Why EDR Alone Isn’t Enough: The Role of MDR
Countering multi-stage attacks like those attributed to DeadLock requires a shift in approach. Defense cannot rely solely on a product but on an adversary-oriented, layered operational model. This is where MDR (Managed Detection and Response) comes into play.
EDR remains essential for telemetry collection, but MDR introduces a decisive element: specialized human analysis capable of correlating events and identifying weak signals that precede agent elimination.

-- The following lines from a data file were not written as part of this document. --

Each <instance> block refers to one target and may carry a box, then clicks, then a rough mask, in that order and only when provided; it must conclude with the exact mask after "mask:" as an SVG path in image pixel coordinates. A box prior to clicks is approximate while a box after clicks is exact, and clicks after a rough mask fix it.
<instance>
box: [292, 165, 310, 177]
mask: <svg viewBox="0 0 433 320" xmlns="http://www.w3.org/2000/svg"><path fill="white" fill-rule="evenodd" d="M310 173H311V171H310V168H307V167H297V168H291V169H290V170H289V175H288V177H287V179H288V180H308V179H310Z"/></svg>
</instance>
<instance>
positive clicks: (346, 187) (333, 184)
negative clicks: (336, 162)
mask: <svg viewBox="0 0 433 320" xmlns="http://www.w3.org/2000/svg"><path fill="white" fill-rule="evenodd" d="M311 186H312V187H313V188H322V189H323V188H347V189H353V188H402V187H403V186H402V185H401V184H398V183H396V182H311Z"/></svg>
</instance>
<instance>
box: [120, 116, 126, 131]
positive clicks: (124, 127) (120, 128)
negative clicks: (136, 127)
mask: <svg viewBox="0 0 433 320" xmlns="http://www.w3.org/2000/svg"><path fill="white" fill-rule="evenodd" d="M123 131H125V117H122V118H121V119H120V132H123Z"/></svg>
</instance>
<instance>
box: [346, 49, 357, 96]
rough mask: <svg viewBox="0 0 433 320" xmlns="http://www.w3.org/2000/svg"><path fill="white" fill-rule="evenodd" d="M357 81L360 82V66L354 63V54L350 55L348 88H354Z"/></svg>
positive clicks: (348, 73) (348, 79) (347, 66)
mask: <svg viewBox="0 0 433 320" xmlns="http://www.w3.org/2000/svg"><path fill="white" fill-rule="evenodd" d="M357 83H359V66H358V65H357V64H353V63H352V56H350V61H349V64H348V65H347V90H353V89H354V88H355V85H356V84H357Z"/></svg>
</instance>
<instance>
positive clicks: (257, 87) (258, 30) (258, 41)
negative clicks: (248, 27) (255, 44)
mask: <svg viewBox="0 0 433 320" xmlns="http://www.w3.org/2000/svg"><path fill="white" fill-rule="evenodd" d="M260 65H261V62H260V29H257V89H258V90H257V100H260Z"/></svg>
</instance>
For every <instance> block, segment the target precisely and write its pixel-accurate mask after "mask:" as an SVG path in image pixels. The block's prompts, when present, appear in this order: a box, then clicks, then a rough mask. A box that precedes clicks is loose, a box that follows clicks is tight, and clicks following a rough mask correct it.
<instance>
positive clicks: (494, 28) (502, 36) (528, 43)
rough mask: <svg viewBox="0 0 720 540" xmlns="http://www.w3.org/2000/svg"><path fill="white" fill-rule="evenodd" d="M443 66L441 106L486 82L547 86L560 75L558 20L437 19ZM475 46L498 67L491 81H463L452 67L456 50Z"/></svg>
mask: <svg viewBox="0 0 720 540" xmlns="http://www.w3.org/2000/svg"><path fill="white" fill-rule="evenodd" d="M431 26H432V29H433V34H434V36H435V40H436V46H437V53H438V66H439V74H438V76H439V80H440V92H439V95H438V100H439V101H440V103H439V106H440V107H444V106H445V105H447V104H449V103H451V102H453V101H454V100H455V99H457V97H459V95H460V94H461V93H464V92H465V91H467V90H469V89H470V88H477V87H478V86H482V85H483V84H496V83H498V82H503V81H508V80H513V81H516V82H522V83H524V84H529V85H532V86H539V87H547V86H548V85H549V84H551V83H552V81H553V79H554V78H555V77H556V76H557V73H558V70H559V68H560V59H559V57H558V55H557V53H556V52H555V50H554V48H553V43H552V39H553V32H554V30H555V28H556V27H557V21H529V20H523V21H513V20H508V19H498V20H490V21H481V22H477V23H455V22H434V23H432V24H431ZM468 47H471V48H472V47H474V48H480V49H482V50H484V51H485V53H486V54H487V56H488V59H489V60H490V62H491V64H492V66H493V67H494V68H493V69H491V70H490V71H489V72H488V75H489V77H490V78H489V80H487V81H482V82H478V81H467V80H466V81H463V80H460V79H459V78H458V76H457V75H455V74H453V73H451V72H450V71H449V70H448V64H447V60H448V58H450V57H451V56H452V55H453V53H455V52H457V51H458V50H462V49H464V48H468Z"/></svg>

Specifically, an MDR service enables:
- Detecting and Correlating the Entire Attack Chain
MDR doesn’t limit itself to alerts generated by the EDR agent; it correlates events from endpoints, identities, networks, and system logs. In campaigns like DeadLock, this means spotting early indicators such as unusual use of legitimate accounts, registry changes enabling RDP, installation of remote access software, or suspicious PowerShell scripts. Correlating these events allows detection in the initial stages—before the EDR is disabled. - Identifying and Blocking Evasive Techniques Before They Take Effect
Through continuous threat hunting, MDR actively searches for behaviors linked to known techniques, such as loading unauthorized or vulnerable drivers typical of BYOVD attacks. This approach intercepts the abuse of legitimate components before they are used to operate at the kernel level and disable endpoint defenses. - Applying and Maintaining Operational Mitigation Measures
MDR supports implementing and maintaining concrete security controls, such as application control policies, driver loading restrictions, and system hardening. These measures are not applied once but verified and adapted over time based on evolving threats. - Managing Incident Response in a Coordinated and Timely Manner
When an attack is underway or has bypassed detection, MDR provides a specialized team capable of rapid intervention. Activities include containing the compromised endpoint, assessing impact, halting lateral movement, and supporting recovery operations—reducing attacker dwell time within the infrastructure.
In Conclusion
EDR remains a critical component of endpoint security, but it is no longer sufficient as a standalone defense. BYOVD techniques demonstrate that attackers can directly target the kernel level and disable endpoint controls before the destructive phase of the attack.
In this scenario, MDR represents the necessary evolution: a model combining technology, processes, extended visibility, and human expertise to detect and counter attacks even when EDR is bypassed. For organizations, this is no longer an optional improvement but a fundamental requirement to face increasingly sophisticated threats.